Search code examples
pythonmultithreadingqueueproducer-consumer

Data type for a "closable" queue to handle a stream of items for multiple producers and consumers


Is there a specific type of Queue that is "closable", and is suitable for when there are multiple producers, consumers, and the data comes from a stream (so its not known when it will end)?

I've been unable to find a queue that implements this sort of behavior, or a name for one, but it seems like a integral type for producer-consumer type problems.
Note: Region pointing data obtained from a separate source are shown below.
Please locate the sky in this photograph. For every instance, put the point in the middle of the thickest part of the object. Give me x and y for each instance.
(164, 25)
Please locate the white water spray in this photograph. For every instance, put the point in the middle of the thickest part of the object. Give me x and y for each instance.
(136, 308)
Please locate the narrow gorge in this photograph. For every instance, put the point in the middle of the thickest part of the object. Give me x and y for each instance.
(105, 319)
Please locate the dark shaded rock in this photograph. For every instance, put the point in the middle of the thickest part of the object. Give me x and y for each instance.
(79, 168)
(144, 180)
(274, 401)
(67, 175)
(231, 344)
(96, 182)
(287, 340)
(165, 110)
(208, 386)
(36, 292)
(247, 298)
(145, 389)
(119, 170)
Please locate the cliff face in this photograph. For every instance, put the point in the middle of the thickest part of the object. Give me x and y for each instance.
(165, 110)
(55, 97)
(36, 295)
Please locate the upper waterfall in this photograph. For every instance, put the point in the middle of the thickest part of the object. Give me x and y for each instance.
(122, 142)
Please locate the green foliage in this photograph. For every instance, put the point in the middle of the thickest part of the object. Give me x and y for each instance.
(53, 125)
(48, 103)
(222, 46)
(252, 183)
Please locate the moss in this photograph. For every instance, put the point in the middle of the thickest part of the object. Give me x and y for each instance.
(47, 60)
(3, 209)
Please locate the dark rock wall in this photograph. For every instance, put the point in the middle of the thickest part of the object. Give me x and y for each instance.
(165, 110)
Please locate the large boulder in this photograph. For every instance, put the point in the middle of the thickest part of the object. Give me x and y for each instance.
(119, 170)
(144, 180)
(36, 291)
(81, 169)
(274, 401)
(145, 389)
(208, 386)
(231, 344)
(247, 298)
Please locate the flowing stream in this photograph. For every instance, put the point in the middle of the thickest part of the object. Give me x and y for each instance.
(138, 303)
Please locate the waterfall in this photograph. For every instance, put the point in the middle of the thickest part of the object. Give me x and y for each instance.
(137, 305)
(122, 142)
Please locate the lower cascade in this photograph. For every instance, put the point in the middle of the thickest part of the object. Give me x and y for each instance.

As an example, ideally I could write code where (1) each producer would tell the queue when it was done, (2) consumers would blindly call a blocking get(), and (3) when all consumers were done, and the queue was empty, all the producers would unblock and receive a "done" notification:

As code, it'd look something like this:

def produce():
  for x in range(randint()):
    queue.put(x)
    sleep(randint())
  queue.close()  # called once for every producer

def consume():
  while True:
    try:
      print queue.get()
    except ClosedQueue:
      print 'done!'
      break

num_producers = randint()
queue = QueueTypeThatICantFigureOutANameFor(num_producers)
[Thread(target=produce).start() for _ in range(num_producers)]
[Thread(target=consume).start() for _ in range(random())

Also, I'm not looking for the "Poison Pill" solution, where a "done" value is added to the queue for every consumer -- I don't like the inelegance of producers needing to know how many consumers there are.


Solution

  • I'd call that a self-latching queue.

    For your primary requirement, combine the queue with a condition variable check that gracefully latches (shuts down) the queue when all producers have vacated:

    class SelfLatchingQueue(LatchingQueue):
      ...
      def __init__(self, num_producers):
        ...
    
      def close(self):
        '''Called by a producer to indicate that it is done producing'''
    
        ... perhaps check that current thread is a known producer? ...
    
        with self.a_mutex:
          self._num_active_producers -= 1
          if self._num_active_producers <= 0:
            # Future put()s throw QueueLatched. get()s will empty the queue
            # and then throw QueueEmpty thereafter
            self.latch() # Guess what superclass implements this?
    

    For your secondary requirement (#3 in the original post, finished producers apparently block until all consumers are finished), I'd perhaps use a barrier or just another condition variable. This could be implemented in a subclass of the SelfLatchingQueue, of course, but without knowing the codebase I'd keep this behavior separate from the automatic latching.